Я задерживаю дыхание, наблюдая за тем, как он летит вниз и врезается в водную гладь. Тут высота… метров двадцать.
— Разобьется! Он сейчас разобьется об камни! — кричит Вероника.
Через мгновение мужчина выныривает, хватает ртом воздух и подплывает к тонущим. Женщина ведет себя неадекватно, цепляется за него, опирается, топит.
Море злится волнами. Шумит. Чайки вопят.
Какая трагедия! Какой ужасный день! Я вытираю слезы и тоже несусь вниз вслед за Вероникой. Сама молюсь: «Боже, пусть у этого человека получится! Пусть он спасет малыша и его маму!» Клянусь, если ему удастся, я не стану осуждать ни его, ни его компанию. Пусть делает на яхте этой ночью что хочет, хоть с эскортницами, хоть с кем! Но ребенок… он ведь не виноват ни в чем. Он просто… поскользнулся.
Глава 2
Железная лестница опасно шатается, мои кроссовки едва касаются ступенек.
Шумный вдох-выдох, прыжок через две! Поворот к новому пролету и снова. Я хватаюсь за перила, чтобы не вылететь, и перебираю ногами так быстро, как только способна.
Проношусь мимо притихших на смотровой туристов. Они фотографируют? Мир замер в ожидании развязки.
Когда мы с Вероникой добираемся до берега, что-то уже произошло: народ стоит полукругом, все нервно кричат, жестикулируют.
Еще несколько шагов, и открывается картина: вымокший до нитки мужчина оперся на валун, склонил голову и часто, рвано дышит. Он в брюках и рубашке, с них ручьями стекает вода. Босиком. Рядом дрожащий от холода побледневший мальчик кутается в чей-то пиджак, который ему как пальто. Мать быстро стягивает с малыша мокрые вещи, обнимает, целует.
Выдыхаю с облегчением: беды не случилось. Не сегодня.
— Давайте скорую дождемся, — предлагает, кажется… жених. Георгий Басов. Судя по тону, делает это в десятый раз. Цокает языком. — Или я вас хотя бы довезу до больницы.
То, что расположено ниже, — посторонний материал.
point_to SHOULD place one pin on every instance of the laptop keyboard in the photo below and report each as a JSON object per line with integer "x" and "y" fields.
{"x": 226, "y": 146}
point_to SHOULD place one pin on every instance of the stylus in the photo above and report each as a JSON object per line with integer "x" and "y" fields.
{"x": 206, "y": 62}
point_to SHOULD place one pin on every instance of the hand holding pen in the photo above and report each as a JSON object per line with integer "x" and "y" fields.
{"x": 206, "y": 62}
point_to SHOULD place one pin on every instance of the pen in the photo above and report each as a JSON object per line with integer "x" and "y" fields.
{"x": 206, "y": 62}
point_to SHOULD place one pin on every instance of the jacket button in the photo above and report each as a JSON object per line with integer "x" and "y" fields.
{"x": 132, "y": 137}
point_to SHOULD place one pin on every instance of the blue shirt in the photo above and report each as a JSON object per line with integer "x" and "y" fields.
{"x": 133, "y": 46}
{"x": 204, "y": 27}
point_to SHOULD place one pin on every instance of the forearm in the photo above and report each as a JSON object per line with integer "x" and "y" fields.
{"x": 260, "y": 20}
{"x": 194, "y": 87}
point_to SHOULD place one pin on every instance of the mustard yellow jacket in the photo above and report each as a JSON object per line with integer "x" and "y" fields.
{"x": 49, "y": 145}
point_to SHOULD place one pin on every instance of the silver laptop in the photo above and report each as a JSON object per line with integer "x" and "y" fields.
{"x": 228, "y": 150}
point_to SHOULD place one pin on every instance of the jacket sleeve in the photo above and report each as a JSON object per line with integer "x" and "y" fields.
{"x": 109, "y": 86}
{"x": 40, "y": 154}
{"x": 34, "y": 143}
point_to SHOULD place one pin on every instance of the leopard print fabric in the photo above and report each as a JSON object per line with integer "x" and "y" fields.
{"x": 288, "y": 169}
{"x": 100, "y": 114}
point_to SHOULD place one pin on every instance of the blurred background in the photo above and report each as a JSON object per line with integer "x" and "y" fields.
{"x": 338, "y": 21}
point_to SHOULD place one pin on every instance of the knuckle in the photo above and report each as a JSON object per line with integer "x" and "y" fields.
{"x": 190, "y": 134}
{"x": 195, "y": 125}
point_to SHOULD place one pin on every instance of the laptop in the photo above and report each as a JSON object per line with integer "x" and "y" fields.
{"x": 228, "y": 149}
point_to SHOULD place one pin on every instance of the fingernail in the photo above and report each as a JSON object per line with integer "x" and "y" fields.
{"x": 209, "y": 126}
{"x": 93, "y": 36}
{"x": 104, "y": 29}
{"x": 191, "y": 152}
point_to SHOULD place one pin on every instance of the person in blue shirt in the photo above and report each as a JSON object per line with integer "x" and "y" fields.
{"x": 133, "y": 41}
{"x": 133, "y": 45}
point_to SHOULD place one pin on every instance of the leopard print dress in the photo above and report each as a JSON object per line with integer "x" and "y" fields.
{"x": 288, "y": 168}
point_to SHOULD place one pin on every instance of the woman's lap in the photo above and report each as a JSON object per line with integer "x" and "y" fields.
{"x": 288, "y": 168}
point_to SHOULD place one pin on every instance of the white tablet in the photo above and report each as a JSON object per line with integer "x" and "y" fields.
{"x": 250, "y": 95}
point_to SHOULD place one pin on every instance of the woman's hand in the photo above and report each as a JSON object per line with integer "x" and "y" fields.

Пострадавшая явно нервничает.
— Ничего не нужно, я на машине, — говорит прерывисто, поправляя волосы. — Мы вышли сделать фотографию. Я не думала… Не знала… Тут красиво.
— Макс, ты как? У тебя, блин, кровь, спасатель.
Тело «спасателя» бьет крупная дрожь, хотя он и пытается ее унять. Море уже успело остыть.
Макс… Максим, значит.
Он поднимает голову, ведет рукой по щеке, смотрит на пальцы — и правда, кровь. Вдруг оглядывается, прищурившись.
— Жора, мать твою, менты. Убирай! — выдает сквозь зубы, кивая на толпящихся Барби в мини-юбках.
— Пи-здец! — восклицает жених, отбегает и начинает хлопотать.
Женщина тем временем хватает ребенка и делает несколько шагов в сторону. Все остальные разделились на две группы: те, кто в ступоре, и те, кто суетится без дела, создавая шум. Я быстро достаю из сумки салфетки.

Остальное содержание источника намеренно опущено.